Peperoncini di Bellaria: i colori 'piccanti' della riviera

La famiglia Venturi ne ha fatto motivo di vanto, quasi una filosofia di mercato, oltreché di vita. Babbo, figlia, cognati e nipoti, tutti quanti a coltivare peperoncini in riva al mare -dopo averli visti a Ischia nel secolo scorso: per banchetti e feste in spiaggio o in albergo, allestimenti personalizzati per tutti i gusti e colori dai piccantissimi sapori di provenienza esotica e da paesi lontani: arabi, latini e persiani.

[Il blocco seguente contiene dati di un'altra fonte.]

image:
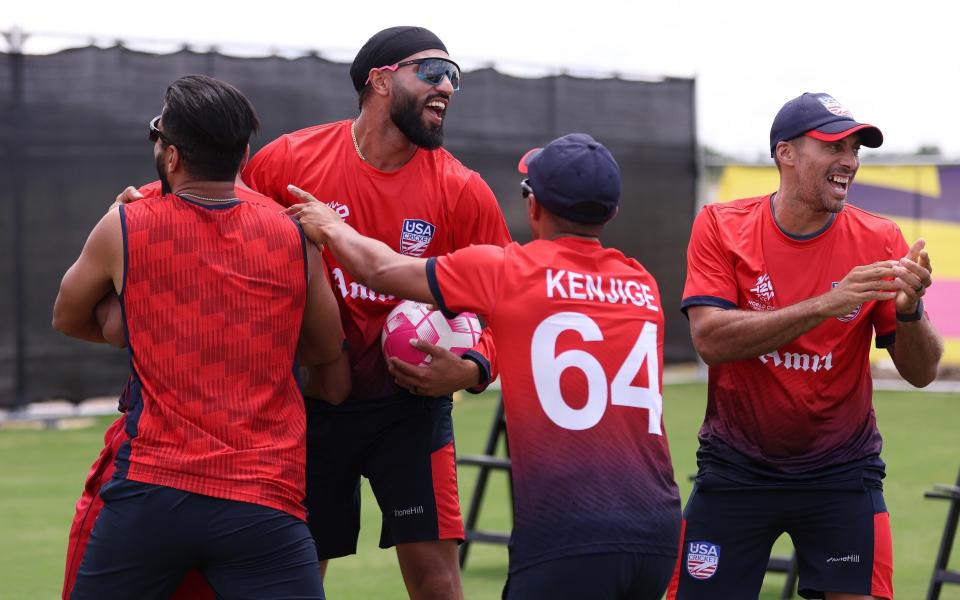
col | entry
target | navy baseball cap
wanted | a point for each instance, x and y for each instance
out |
(821, 117)
(574, 177)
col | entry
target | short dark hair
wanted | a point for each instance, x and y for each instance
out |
(567, 226)
(210, 122)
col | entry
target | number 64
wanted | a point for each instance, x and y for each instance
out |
(548, 366)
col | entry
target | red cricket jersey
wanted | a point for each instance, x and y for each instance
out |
(213, 299)
(579, 330)
(431, 206)
(806, 406)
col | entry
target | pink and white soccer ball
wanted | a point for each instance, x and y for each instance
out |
(412, 320)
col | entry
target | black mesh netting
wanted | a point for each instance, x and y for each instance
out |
(73, 134)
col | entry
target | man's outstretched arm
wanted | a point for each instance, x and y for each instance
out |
(917, 349)
(370, 261)
(727, 335)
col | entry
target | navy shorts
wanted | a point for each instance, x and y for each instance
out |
(148, 537)
(405, 448)
(842, 539)
(605, 576)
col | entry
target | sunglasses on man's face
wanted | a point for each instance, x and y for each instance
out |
(432, 70)
(155, 133)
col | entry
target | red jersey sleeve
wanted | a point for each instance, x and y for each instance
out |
(478, 216)
(711, 280)
(268, 172)
(884, 316)
(469, 280)
(150, 189)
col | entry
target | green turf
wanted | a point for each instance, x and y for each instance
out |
(41, 473)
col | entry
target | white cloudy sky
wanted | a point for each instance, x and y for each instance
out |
(892, 63)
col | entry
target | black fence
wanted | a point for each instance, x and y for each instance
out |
(73, 134)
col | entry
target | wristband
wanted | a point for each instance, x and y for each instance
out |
(914, 316)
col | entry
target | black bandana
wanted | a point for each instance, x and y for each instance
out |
(391, 46)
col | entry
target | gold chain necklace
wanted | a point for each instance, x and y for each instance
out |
(353, 134)
(203, 199)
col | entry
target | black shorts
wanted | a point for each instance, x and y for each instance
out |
(605, 576)
(148, 537)
(405, 448)
(842, 539)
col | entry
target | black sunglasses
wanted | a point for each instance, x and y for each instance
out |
(155, 133)
(525, 188)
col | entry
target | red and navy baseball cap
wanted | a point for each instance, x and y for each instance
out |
(574, 177)
(821, 117)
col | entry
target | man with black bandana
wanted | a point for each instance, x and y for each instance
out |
(387, 175)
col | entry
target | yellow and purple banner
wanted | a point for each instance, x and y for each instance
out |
(924, 200)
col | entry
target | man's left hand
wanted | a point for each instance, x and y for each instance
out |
(445, 374)
(314, 216)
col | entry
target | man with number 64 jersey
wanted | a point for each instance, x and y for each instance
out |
(597, 511)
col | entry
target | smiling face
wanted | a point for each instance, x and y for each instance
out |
(418, 108)
(825, 171)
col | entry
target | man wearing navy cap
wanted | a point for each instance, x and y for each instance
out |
(580, 334)
(784, 293)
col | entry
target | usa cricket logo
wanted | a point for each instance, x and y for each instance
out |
(831, 104)
(703, 558)
(852, 314)
(416, 236)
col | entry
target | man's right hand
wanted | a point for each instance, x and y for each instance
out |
(862, 284)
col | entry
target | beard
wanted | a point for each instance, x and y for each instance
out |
(407, 114)
(164, 182)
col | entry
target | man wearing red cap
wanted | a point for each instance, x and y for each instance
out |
(784, 293)
(580, 326)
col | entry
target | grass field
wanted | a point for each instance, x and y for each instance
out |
(42, 473)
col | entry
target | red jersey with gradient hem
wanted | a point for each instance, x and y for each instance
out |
(431, 206)
(579, 330)
(807, 406)
(213, 299)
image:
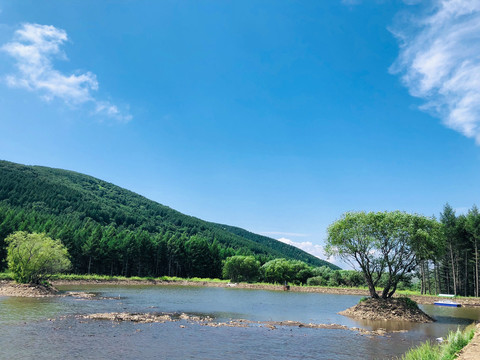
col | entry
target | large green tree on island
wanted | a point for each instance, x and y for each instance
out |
(387, 244)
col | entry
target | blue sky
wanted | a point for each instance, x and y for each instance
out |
(275, 116)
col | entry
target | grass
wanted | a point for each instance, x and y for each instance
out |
(447, 350)
(6, 275)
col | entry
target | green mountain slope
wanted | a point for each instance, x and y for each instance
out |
(112, 230)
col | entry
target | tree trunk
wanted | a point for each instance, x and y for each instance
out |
(476, 268)
(422, 279)
(466, 274)
(89, 264)
(427, 270)
(453, 271)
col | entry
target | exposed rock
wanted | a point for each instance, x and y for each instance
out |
(9, 288)
(398, 309)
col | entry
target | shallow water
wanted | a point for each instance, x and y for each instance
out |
(26, 331)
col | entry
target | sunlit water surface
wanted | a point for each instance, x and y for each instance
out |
(36, 328)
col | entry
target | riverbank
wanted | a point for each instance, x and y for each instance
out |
(9, 288)
(472, 350)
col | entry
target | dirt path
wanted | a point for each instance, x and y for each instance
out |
(472, 350)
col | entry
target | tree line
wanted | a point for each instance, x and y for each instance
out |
(111, 230)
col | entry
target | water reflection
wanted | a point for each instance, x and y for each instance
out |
(24, 321)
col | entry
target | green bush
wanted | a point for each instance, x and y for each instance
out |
(448, 350)
(241, 268)
(32, 258)
(317, 281)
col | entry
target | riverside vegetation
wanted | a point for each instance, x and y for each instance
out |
(111, 231)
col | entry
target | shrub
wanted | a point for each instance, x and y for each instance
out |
(32, 258)
(317, 281)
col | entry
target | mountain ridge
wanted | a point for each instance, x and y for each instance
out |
(86, 210)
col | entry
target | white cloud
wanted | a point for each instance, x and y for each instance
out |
(34, 47)
(351, 2)
(439, 62)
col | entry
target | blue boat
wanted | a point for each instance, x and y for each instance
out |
(447, 303)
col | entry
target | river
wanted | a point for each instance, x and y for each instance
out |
(46, 328)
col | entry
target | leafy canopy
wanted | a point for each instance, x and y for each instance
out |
(241, 268)
(383, 243)
(34, 257)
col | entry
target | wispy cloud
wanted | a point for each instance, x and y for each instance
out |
(34, 47)
(351, 2)
(439, 61)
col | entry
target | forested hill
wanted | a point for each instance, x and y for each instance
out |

Una vera moda estetica e culinaria che a Bellaria fa 'piccare' il palato e palpitare il cuore viste le caratteristiche anche afrodisiache oltreché curative di queste bacche selvagge finemente coltivate alla romagnola -in modo spiritoso- rientrano ormai nel nostro vissuto quotidiano: una rivoluzione.
Si potrebbe dire “peperoncini di tutto il mondo unitevi”: da ogni latitudine del globo arrivano semi e frutticini importati, selezionati in loco, diventano nostri a tutti gli effetti, romagnoli 'trapiantati', in terra soffice e sabbiosa anche 'sottoserra' da agosto a novembre (oltre sessanta varietà diverse) per una fantasia di colori, forme, sapori e odori micidiali... provare per credere (con acqua fresca, dissetante, a portata di mano!?).